Symbolic capital describes the value derived from being known and recognised—a concept synonymous with standing, good name, honour, fame, prestige and reputation. Symbolic capital need not necessarily be confined to the elite domain—there is a limited form of symbolic capital observable in all hierarchies. In the live music context, symbolic capital can attach to regions, cities, venues and performers.

Melbourne, for example, has an actively self-promoted reputation for being the live music ‘Capital’ of Australia due to its multitude of venues, its calibre and concentration of local acts, and its history and legacy of producing world-class artists and musicians (Homan, 2011; Lobato, 2006; Shaw, 2005, 2009, 2013; Walker, 2012).
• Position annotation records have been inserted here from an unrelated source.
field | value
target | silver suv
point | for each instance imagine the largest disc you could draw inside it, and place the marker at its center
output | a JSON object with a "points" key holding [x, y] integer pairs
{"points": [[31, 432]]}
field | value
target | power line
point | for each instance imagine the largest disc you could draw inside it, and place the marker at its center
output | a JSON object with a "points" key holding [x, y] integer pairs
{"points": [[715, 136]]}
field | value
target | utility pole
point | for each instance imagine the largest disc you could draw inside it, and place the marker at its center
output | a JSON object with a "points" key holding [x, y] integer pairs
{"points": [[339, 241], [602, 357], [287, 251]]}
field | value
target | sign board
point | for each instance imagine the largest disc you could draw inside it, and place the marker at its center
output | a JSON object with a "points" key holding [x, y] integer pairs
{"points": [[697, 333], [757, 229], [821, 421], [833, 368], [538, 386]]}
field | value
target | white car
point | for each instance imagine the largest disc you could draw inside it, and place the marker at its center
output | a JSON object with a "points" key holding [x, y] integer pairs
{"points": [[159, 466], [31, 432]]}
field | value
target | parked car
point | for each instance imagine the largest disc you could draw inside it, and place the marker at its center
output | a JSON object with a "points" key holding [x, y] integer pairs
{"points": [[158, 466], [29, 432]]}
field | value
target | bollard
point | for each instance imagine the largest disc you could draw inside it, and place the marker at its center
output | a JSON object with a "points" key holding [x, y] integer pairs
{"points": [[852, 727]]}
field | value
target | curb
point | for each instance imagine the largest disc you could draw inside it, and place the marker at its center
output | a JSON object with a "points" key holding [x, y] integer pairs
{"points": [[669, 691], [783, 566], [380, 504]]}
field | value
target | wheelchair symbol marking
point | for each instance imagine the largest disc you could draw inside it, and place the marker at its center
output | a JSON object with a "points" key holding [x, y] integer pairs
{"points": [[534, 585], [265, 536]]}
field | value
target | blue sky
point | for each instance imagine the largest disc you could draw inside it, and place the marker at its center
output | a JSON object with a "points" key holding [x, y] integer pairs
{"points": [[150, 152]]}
It is argued that such place-based symbolic capital encourages migration of consumers and producers, as the appeal of Melbourne’s vibrant live music scene draws creative individuals and music lovers from other regional and urban centres.

Artists, too, enjoy and exploit their own form of symbolic capital. Australian musicians like Nick Cave and Paul Kelly have inspired not just musicians, but many other creative individuals such as writers, filmmakers and documentarians (Walker, 2012). Bruce Springsteen and Bono have been the focal point of both inspiration and aspiration for musicians and politicians alike. In addition, one cannot ignore the well documented (at least anecdotally) phenomenon of ‘groupies’ (Darwin, 2010; Howe & Friedman, 2014; Passanisi, 2010) —unique evidence of the existence and potential of symbolic capital in live music cultures.